File encoding: typesetting accents and other non-ASCII characters with Texifier

Text encoding

A text document, like a tex source file, consists of a list of characters. There is a choice on how those characters are converted to data and written to disk. This conversion between characters in an editor, and data on disk is known as Text Encoding. Historically, there are a large number of different ways of encoding text, but current best practices have converged on one of a small number of Unicode encodings (such as UTF-16 and UTF-8) as the best way to do this. Recent versions of TeX default to UTF-8, as does Texifier. We strongly recommend that all users use UTF-8 as their text encoding.

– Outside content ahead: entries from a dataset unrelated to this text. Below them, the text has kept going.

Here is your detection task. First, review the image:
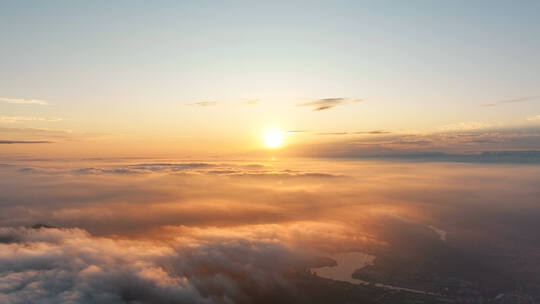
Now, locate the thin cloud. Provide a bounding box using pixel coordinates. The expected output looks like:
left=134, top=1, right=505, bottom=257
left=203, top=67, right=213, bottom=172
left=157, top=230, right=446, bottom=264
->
left=187, top=101, right=217, bottom=107
left=0, top=116, right=62, bottom=123
left=0, top=97, right=49, bottom=105
left=0, top=139, right=51, bottom=145
left=439, top=121, right=493, bottom=131
left=296, top=97, right=362, bottom=111
left=317, top=132, right=349, bottom=135
left=242, top=99, right=261, bottom=106
left=527, top=114, right=540, bottom=121
left=352, top=130, right=391, bottom=134
left=480, top=96, right=539, bottom=107
left=287, top=130, right=309, bottom=133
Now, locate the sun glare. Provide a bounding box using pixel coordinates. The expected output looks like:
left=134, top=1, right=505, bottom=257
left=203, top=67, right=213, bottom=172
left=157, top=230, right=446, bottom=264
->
left=264, top=130, right=283, bottom=149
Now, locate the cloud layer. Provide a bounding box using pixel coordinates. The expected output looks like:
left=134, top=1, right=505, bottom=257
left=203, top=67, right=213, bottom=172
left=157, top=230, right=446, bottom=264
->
left=0, top=158, right=540, bottom=303
left=297, top=97, right=362, bottom=111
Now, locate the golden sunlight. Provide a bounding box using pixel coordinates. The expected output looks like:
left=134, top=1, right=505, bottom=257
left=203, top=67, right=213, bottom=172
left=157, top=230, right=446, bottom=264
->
left=264, top=130, right=283, bottom=149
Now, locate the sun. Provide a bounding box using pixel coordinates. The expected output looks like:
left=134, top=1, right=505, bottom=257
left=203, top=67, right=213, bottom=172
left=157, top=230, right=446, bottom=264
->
left=264, top=130, right=283, bottom=149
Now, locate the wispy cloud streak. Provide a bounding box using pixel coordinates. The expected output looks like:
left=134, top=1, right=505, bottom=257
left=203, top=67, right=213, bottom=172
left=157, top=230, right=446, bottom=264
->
left=0, top=97, right=49, bottom=105
left=296, top=97, right=362, bottom=111
left=480, top=96, right=540, bottom=107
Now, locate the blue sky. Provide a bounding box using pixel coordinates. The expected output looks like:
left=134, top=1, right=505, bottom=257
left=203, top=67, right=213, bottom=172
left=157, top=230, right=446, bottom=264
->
left=0, top=1, right=540, bottom=154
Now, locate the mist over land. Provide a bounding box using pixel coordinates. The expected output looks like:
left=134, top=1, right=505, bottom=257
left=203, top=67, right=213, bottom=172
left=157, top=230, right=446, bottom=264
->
left=0, top=159, right=540, bottom=303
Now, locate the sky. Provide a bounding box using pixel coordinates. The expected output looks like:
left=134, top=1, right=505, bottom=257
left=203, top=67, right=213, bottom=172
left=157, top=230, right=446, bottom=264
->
left=0, top=1, right=540, bottom=155
left=0, top=0, right=540, bottom=304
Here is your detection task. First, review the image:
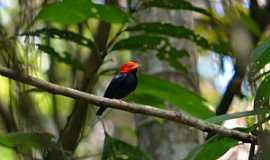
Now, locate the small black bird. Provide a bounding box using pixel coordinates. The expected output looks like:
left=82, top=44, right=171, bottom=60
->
left=96, top=61, right=139, bottom=116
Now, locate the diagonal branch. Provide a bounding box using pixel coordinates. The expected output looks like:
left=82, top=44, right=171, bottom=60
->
left=0, top=66, right=257, bottom=143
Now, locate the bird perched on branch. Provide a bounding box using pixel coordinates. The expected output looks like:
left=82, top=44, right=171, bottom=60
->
left=96, top=61, right=139, bottom=116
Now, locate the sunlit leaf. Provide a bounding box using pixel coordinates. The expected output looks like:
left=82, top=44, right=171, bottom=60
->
left=0, top=133, right=55, bottom=149
left=112, top=35, right=168, bottom=51
left=184, top=136, right=238, bottom=160
left=143, top=0, right=210, bottom=16
left=127, top=22, right=227, bottom=53
left=37, top=44, right=83, bottom=70
left=240, top=11, right=261, bottom=36
left=36, top=0, right=129, bottom=25
left=253, top=38, right=270, bottom=70
left=101, top=134, right=151, bottom=160
left=130, top=75, right=214, bottom=119
left=21, top=28, right=96, bottom=50
left=112, top=34, right=189, bottom=71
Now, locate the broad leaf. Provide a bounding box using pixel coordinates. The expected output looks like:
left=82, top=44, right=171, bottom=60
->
left=240, top=11, right=261, bottom=37
left=127, top=22, right=227, bottom=53
left=129, top=75, right=214, bottom=119
left=143, top=0, right=210, bottom=16
left=37, top=44, right=83, bottom=70
left=21, top=28, right=96, bottom=50
left=112, top=34, right=189, bottom=71
left=184, top=136, right=238, bottom=160
left=253, top=38, right=270, bottom=70
left=101, top=133, right=151, bottom=160
left=36, top=0, right=129, bottom=25
left=0, top=133, right=56, bottom=149
left=112, top=35, right=168, bottom=51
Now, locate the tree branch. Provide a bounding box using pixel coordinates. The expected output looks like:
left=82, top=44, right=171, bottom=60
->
left=0, top=66, right=257, bottom=143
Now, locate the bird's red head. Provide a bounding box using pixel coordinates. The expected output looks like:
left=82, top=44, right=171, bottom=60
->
left=120, top=61, right=139, bottom=73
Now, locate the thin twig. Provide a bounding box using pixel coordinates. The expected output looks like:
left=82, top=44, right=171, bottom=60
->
left=0, top=66, right=257, bottom=144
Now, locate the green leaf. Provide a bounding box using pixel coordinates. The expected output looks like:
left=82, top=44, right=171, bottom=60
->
left=37, top=44, right=83, bottom=70
left=112, top=35, right=168, bottom=51
left=255, top=75, right=270, bottom=104
left=253, top=38, right=270, bottom=70
left=184, top=136, right=238, bottom=160
left=130, top=75, right=214, bottom=119
left=0, top=133, right=56, bottom=149
left=101, top=133, right=151, bottom=160
left=143, top=0, right=210, bottom=16
left=127, top=22, right=224, bottom=53
left=239, top=11, right=261, bottom=37
left=36, top=0, right=129, bottom=25
left=20, top=28, right=96, bottom=50
left=112, top=34, right=189, bottom=71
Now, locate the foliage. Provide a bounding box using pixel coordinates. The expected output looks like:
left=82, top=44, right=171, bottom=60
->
left=36, top=0, right=129, bottom=25
left=0, top=133, right=56, bottom=150
left=101, top=133, right=151, bottom=160
left=0, top=0, right=270, bottom=160
left=130, top=75, right=214, bottom=119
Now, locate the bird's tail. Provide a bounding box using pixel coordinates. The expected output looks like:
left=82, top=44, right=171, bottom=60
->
left=96, top=107, right=107, bottom=116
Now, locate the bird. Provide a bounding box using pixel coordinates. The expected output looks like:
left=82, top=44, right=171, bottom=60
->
left=96, top=61, right=139, bottom=116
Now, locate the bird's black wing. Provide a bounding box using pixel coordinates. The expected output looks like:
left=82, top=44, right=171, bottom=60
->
left=104, top=73, right=127, bottom=98
left=96, top=73, right=127, bottom=116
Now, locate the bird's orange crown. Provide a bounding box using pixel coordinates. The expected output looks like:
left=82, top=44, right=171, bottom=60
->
left=120, top=61, right=139, bottom=73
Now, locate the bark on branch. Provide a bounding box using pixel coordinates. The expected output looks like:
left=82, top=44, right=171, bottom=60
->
left=0, top=66, right=257, bottom=143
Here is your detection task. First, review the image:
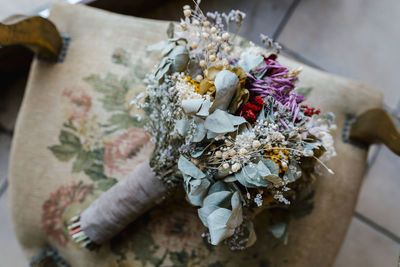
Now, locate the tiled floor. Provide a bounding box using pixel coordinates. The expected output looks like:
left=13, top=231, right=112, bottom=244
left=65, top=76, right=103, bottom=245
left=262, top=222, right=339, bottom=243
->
left=0, top=0, right=400, bottom=267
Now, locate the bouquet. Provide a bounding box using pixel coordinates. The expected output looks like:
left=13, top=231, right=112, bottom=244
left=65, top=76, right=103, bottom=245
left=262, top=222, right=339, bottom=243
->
left=70, top=3, right=335, bottom=250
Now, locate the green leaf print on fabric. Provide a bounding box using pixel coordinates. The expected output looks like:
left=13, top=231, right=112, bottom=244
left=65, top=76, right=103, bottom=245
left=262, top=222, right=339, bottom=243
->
left=49, top=130, right=82, bottom=161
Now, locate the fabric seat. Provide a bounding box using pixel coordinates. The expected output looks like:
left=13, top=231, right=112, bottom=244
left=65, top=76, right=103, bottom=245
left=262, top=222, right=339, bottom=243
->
left=10, top=4, right=382, bottom=266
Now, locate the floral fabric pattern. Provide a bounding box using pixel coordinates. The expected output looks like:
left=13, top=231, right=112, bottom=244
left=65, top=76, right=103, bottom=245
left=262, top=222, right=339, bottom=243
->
left=42, top=182, right=94, bottom=247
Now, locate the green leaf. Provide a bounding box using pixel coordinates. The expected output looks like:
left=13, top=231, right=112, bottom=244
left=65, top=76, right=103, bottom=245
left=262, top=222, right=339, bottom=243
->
left=268, top=223, right=286, bottom=239
left=229, top=114, right=247, bottom=126
left=175, top=119, right=190, bottom=136
left=207, top=208, right=235, bottom=245
left=167, top=22, right=174, bottom=39
left=178, top=155, right=206, bottom=179
left=58, top=130, right=81, bottom=149
left=196, top=99, right=211, bottom=117
left=204, top=109, right=235, bottom=134
left=203, top=191, right=232, bottom=208
left=84, top=164, right=108, bottom=181
left=49, top=144, right=79, bottom=161
left=72, top=150, right=95, bottom=172
left=197, top=206, right=219, bottom=227
left=169, top=250, right=191, bottom=267
left=239, top=55, right=264, bottom=72
left=246, top=221, right=257, bottom=248
left=97, top=178, right=118, bottom=192
left=184, top=178, right=211, bottom=206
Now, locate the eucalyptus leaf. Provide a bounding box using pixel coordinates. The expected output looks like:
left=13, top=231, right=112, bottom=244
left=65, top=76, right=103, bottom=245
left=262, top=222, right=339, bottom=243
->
left=167, top=22, right=175, bottom=39
left=239, top=55, right=264, bottom=72
left=178, top=156, right=206, bottom=179
left=223, top=175, right=237, bottom=183
left=192, top=117, right=207, bottom=142
left=226, top=192, right=243, bottom=229
left=182, top=98, right=204, bottom=114
left=261, top=158, right=279, bottom=175
left=161, top=42, right=175, bottom=57
left=204, top=109, right=235, bottom=134
left=246, top=221, right=257, bottom=248
left=208, top=181, right=230, bottom=194
left=207, top=130, right=219, bottom=139
left=207, top=208, right=235, bottom=245
left=175, top=119, right=190, bottom=136
left=268, top=223, right=286, bottom=239
left=146, top=41, right=168, bottom=52
left=235, top=169, right=256, bottom=188
left=168, top=45, right=189, bottom=72
left=197, top=206, right=219, bottom=227
left=196, top=99, right=211, bottom=117
left=203, top=191, right=232, bottom=208
left=185, top=178, right=211, bottom=206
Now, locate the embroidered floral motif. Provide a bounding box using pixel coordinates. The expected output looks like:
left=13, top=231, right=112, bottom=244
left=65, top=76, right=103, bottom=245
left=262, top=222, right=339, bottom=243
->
left=42, top=182, right=94, bottom=247
left=104, top=128, right=153, bottom=177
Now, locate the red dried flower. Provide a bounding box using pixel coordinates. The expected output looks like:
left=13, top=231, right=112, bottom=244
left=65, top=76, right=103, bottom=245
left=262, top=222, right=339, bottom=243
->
left=253, top=96, right=264, bottom=109
left=243, top=110, right=257, bottom=124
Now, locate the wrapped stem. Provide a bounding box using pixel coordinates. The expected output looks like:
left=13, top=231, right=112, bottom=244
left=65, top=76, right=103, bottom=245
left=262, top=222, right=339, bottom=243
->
left=69, top=161, right=167, bottom=247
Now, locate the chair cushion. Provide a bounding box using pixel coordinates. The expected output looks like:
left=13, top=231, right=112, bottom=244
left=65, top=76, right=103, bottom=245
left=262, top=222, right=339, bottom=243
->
left=9, top=4, right=382, bottom=267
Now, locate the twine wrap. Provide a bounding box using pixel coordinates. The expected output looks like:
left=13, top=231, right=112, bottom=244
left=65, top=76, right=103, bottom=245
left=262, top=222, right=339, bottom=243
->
left=80, top=161, right=167, bottom=245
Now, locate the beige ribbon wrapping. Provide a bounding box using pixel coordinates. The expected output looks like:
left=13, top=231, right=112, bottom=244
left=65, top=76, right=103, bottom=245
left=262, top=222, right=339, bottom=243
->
left=80, top=161, right=167, bottom=244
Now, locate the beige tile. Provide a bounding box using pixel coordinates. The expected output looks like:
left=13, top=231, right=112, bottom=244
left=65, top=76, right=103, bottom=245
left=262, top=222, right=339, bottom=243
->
left=0, top=0, right=54, bottom=21
left=278, top=0, right=400, bottom=107
left=356, top=146, right=400, bottom=239
left=0, top=194, right=28, bottom=267
left=334, top=218, right=400, bottom=267
left=140, top=0, right=294, bottom=42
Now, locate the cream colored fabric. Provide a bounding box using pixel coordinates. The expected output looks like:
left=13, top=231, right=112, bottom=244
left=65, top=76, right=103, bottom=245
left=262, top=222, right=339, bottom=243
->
left=80, top=161, right=167, bottom=244
left=10, top=4, right=382, bottom=267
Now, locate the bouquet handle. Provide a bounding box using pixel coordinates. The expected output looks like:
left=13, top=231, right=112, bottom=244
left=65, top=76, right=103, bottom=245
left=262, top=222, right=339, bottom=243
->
left=69, top=161, right=167, bottom=247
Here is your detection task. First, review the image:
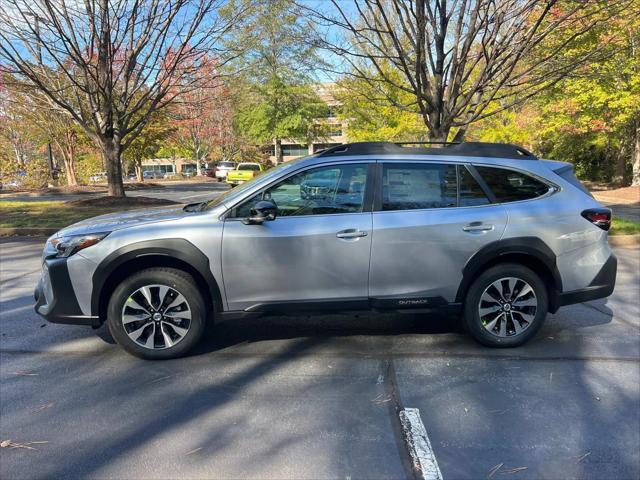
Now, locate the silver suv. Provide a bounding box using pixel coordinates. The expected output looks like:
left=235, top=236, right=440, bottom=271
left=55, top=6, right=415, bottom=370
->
left=35, top=143, right=616, bottom=359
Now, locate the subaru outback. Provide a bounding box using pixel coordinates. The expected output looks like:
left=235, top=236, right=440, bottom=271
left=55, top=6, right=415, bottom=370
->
left=35, top=142, right=616, bottom=359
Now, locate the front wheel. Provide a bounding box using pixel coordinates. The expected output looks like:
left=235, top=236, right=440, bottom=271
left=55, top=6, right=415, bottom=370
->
left=107, top=268, right=206, bottom=360
left=464, top=263, right=549, bottom=347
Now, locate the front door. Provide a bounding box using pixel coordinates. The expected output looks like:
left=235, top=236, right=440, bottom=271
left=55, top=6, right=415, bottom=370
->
left=222, top=163, right=372, bottom=310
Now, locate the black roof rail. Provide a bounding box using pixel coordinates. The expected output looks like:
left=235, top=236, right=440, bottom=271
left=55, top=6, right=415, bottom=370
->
left=318, top=142, right=538, bottom=160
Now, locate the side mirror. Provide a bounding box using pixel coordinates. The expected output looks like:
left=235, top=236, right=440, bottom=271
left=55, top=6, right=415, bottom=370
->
left=242, top=200, right=278, bottom=225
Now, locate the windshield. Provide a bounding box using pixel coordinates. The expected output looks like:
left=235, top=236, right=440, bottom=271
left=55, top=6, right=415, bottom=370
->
left=202, top=156, right=309, bottom=210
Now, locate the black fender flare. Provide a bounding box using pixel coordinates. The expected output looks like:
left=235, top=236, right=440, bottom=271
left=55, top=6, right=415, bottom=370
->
left=456, top=237, right=562, bottom=303
left=91, top=238, right=222, bottom=315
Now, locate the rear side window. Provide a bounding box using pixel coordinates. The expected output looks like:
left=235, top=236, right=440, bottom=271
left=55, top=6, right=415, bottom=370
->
left=382, top=163, right=457, bottom=210
left=458, top=165, right=490, bottom=207
left=476, top=167, right=549, bottom=203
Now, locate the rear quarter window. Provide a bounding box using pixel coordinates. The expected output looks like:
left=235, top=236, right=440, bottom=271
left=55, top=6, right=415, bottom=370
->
left=476, top=166, right=551, bottom=203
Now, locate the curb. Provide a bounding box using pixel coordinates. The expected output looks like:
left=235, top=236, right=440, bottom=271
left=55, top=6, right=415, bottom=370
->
left=609, top=233, right=640, bottom=247
left=0, top=227, right=62, bottom=237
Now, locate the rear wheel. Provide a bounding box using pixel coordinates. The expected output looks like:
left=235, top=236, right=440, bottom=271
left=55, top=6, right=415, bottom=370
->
left=464, top=263, right=549, bottom=347
left=107, top=268, right=206, bottom=359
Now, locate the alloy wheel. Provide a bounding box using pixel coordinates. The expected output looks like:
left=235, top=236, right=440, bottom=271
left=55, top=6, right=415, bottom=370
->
left=478, top=277, right=538, bottom=337
left=122, top=284, right=191, bottom=350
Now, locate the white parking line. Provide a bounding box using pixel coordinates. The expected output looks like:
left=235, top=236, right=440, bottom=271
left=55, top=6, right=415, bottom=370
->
left=399, top=408, right=442, bottom=480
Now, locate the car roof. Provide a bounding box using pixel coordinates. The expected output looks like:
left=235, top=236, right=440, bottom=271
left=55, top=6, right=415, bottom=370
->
left=315, top=142, right=537, bottom=160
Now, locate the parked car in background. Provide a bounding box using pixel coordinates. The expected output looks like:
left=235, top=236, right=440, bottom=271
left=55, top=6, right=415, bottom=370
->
left=35, top=142, right=617, bottom=359
left=89, top=172, right=107, bottom=183
left=142, top=170, right=164, bottom=180
left=226, top=162, right=264, bottom=187
left=162, top=172, right=184, bottom=180
left=215, top=162, right=238, bottom=182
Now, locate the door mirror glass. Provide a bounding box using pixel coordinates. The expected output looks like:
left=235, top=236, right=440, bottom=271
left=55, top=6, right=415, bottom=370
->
left=242, top=200, right=278, bottom=225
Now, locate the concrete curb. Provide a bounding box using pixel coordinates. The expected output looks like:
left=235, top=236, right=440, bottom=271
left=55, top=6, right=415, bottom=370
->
left=0, top=227, right=57, bottom=237
left=609, top=233, right=640, bottom=247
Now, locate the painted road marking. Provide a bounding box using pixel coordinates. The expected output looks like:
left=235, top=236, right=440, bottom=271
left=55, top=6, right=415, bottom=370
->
left=399, top=408, right=442, bottom=480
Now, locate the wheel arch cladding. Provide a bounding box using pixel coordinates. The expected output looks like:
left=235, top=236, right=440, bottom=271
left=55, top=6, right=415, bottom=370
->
left=91, top=238, right=222, bottom=321
left=456, top=237, right=562, bottom=313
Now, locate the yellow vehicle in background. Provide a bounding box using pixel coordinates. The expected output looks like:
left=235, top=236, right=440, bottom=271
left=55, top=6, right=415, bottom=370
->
left=226, top=163, right=264, bottom=187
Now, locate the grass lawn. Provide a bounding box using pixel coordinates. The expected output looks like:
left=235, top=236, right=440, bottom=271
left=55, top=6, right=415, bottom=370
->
left=0, top=201, right=175, bottom=228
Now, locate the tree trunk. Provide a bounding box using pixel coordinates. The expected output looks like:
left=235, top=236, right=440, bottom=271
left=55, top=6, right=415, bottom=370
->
left=133, top=160, right=144, bottom=182
left=102, top=138, right=126, bottom=197
left=273, top=138, right=283, bottom=165
left=631, top=119, right=640, bottom=187
left=62, top=145, right=78, bottom=186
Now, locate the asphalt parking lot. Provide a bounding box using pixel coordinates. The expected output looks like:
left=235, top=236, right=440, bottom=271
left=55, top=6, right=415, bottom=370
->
left=0, top=238, right=640, bottom=479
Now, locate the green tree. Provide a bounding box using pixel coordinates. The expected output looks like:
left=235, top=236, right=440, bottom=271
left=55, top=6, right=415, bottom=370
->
left=236, top=0, right=328, bottom=163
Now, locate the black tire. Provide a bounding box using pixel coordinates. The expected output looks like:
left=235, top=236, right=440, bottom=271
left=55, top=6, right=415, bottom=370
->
left=107, top=267, right=207, bottom=360
left=463, top=263, right=549, bottom=348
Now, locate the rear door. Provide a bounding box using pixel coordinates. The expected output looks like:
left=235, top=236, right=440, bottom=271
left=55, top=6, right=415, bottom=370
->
left=369, top=161, right=507, bottom=308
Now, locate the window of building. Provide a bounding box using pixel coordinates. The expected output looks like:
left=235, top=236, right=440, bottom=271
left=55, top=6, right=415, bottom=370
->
left=282, top=144, right=309, bottom=157
left=232, top=164, right=367, bottom=218
left=382, top=163, right=457, bottom=210
left=458, top=165, right=490, bottom=207
left=476, top=167, right=549, bottom=203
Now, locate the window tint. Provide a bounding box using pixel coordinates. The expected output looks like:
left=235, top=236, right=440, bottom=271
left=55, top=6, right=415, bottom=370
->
left=458, top=165, right=489, bottom=207
left=476, top=167, right=549, bottom=203
left=382, top=163, right=457, bottom=210
left=233, top=164, right=367, bottom=218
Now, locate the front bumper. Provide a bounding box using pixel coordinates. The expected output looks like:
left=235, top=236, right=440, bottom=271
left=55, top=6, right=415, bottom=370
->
left=552, top=254, right=618, bottom=312
left=33, top=258, right=100, bottom=328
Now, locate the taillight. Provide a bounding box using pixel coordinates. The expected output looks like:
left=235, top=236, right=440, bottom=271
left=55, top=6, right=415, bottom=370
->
left=581, top=208, right=611, bottom=230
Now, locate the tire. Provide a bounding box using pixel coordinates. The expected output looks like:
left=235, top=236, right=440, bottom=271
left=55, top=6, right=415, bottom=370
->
left=463, top=263, right=549, bottom=348
left=107, top=267, right=207, bottom=360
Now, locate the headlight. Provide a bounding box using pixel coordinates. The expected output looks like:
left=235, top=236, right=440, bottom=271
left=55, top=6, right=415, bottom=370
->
left=45, top=232, right=110, bottom=258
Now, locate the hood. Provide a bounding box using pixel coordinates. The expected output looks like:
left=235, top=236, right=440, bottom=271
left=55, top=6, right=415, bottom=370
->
left=55, top=206, right=193, bottom=237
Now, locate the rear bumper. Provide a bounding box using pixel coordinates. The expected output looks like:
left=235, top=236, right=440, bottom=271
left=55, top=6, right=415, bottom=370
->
left=33, top=258, right=100, bottom=328
left=550, top=254, right=618, bottom=313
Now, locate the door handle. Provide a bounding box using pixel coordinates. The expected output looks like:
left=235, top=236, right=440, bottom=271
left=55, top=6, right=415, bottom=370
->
left=462, top=222, right=495, bottom=233
left=336, top=228, right=367, bottom=239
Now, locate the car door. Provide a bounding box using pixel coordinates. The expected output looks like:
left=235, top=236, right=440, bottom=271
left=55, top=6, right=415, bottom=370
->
left=369, top=161, right=507, bottom=308
left=222, top=161, right=374, bottom=310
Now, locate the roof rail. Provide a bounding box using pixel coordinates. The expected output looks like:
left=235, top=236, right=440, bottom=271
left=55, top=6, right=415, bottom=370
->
left=318, top=142, right=538, bottom=160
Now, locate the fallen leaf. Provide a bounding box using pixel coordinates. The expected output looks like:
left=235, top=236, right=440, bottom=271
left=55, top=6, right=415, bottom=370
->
left=0, top=440, right=49, bottom=450
left=487, top=463, right=504, bottom=478
left=500, top=467, right=529, bottom=475
left=36, top=402, right=55, bottom=412
left=576, top=452, right=591, bottom=463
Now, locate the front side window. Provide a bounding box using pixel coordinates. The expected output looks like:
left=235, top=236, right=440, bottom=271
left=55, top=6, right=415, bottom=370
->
left=476, top=166, right=549, bottom=203
left=231, top=164, right=367, bottom=218
left=382, top=163, right=457, bottom=210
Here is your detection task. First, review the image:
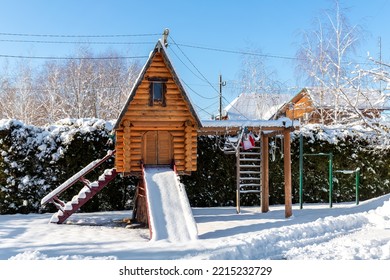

Sadly, there is no way to deduce the encoding of a file from the file, the information does not exist in the file. We wish we could sniff encodings automatically, but this is an imprecise deduction, and the results are catastrophic if Texifier were to guess incorrectly. This means that Texifier must be set by the user to the correct encoding before opening a file. In almost all cases this is not a problem, as almost everybody uses UTF-8 in the TeX, and as Texifier is set to this by default, as are recent versions of TeX.

Cannot Save in this encoding errors

Apart from incompatibility with modern tools and users, we recommend Unicode encodings as they are the only encodings that are capable of encoding all Characters. If you are using a legacy encoding (ie something without UTF in the name), then there will be characters you may type into your document that Texifier is not able to save to disk. You will receive an error from Texifier, and you will have to remove those characters.

Migrating to Texifier from other editors

A known problem for users migrating to Texifier from another editor is that when typesetting LaTeX throws errors related to the presence of non-ascii characters (for example é, ü and other accents).

This is usually because Texifier is set by default to use UTF-8 encoding for saving files, and users are often accustomed to older, obsolete encodings such as Latin-1 or MacOSRoman. To make LaTeX typeset correctly please replace any old inputenc or fontenc lines with the appropriate UTF-8 line.

\usepackage[utf8]{inputenc}

Please note that this is not required with more recent versions of MacTeX, but it is still good practice to add it.

Changing Texifier to a non-UTF-8 encoding

If you have a large collection of TeX files files in a legacy encoding, then you may wish to swap Texifier to the older encoding rather than converting the files to the up to date UTF-8 encoding. To do this, close all files and navigate to the File File Encoding menu on macOS, or Editor Preferences,Encoding on iOS and choose the encoding corresponding to your files.

You will need to find the correct encoding from the preferences in your previous editor, common choices are

  • Mac OS Roman if you are migrating from an macOS LaTeX editor such as TeXShop
  • ISO Latin 1 if you are migrating from a Windows LaTeX editor

We accept that this is necessary when a collaborator is either unable, or unwilling, to modernise to UTF-8, but we do not recommend going this route. It is always better to bring the files up to date by converting them to UTF-8.

Font encodings

Please note that often you need to specify the font(output) encoding as well as the input encoding. This should only be done with older 8-bit typesetters such as pdfTeX, it is not required when using modern fonts (e.g. with fontspec) or with LuaTeX, XeTeX, or TexpadTeX when running in Unicode mode. In fact in those cases it is potentially harmful.

\documentclass{article}
\usepackage{german}
\usepackage[T1]{fontenc}
\begin{document}
  äöüÄÖÜ Hallo
\end{document}